隣の病室を出て自分のベッドに戻った私は、テレビの前に置きっぱなしにしていたスマホを手に取る。
[部活終わって今帰ってきたよ。今日私は行けないけど、泣かないでね~]
フッと微笑みながら、泣いているウサギのスタンプを送信して布団の中に入る。
昨日、面会時間ギリギリまで病室にいて私の話を聞いてくれた香乃。
黙ったまま最後まで聞いた後、香乃は嬉しそうに微笑んだ。
信じてくれたのか夢を見たと思われたのかは分からないけど、『私も、奈々を助けてくれた幸野君にお礼を言いたい』と言った香乃の言葉が本当に嬉しかった。
ーーコンコン
テレビをつけようとした時部屋をノックされ、リモコンを持ったまま返事をした。
「はい」
ドアが開き、入ってきたのは……。
「修司……」
鞄を持ち制服姿の修司が、紙袋を片手に中に入ってきた。
部活帰りに寄ってくれたんだ。
「奈々、大丈夫か?」
「うん、大丈夫だよ。
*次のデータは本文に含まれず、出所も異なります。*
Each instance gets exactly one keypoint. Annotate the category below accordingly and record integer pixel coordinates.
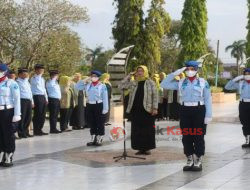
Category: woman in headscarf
(143, 106)
(173, 100)
(77, 120)
(164, 98)
(66, 103)
(105, 80)
(156, 79)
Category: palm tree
(94, 53)
(237, 51)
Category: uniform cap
(97, 73)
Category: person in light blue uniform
(195, 112)
(242, 84)
(54, 94)
(26, 103)
(10, 114)
(97, 106)
(40, 100)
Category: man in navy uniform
(10, 114)
(195, 113)
(54, 94)
(26, 103)
(242, 84)
(97, 106)
(40, 100)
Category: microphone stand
(125, 155)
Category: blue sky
(227, 22)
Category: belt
(245, 100)
(4, 107)
(95, 102)
(192, 104)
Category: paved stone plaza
(64, 162)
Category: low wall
(116, 113)
(223, 97)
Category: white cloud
(227, 21)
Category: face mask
(191, 73)
(94, 79)
(2, 74)
(247, 77)
(55, 78)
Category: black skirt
(78, 115)
(142, 123)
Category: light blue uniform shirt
(10, 95)
(190, 91)
(38, 86)
(25, 89)
(53, 89)
(244, 91)
(95, 93)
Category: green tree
(60, 50)
(102, 59)
(170, 48)
(248, 34)
(193, 31)
(157, 24)
(27, 25)
(237, 51)
(128, 28)
(94, 53)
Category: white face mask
(247, 77)
(94, 79)
(55, 78)
(2, 74)
(191, 73)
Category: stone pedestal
(223, 97)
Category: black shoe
(21, 135)
(55, 131)
(2, 158)
(245, 146)
(29, 135)
(139, 152)
(37, 134)
(66, 130)
(93, 141)
(147, 152)
(8, 160)
(43, 133)
(99, 140)
(197, 164)
(189, 165)
(247, 143)
(76, 128)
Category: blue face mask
(2, 74)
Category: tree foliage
(157, 24)
(102, 59)
(128, 27)
(237, 51)
(26, 27)
(248, 34)
(170, 48)
(193, 31)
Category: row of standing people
(144, 105)
(19, 97)
(195, 110)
ごめんね、修司にまで心配かけて」
「謝るなよ、友達なんだからあたり前だろ」
友達……。
胸がキュッと痛むけど、私はパイプ椅子に座った修司を見つめる。
「退院はいつ頃できるんだ?」
「私はたいしたことないから、明日検査の結果聞いて大丈夫だったらすぐ退院になるって」
「そっか」
修司は安心したように目を細めて笑った。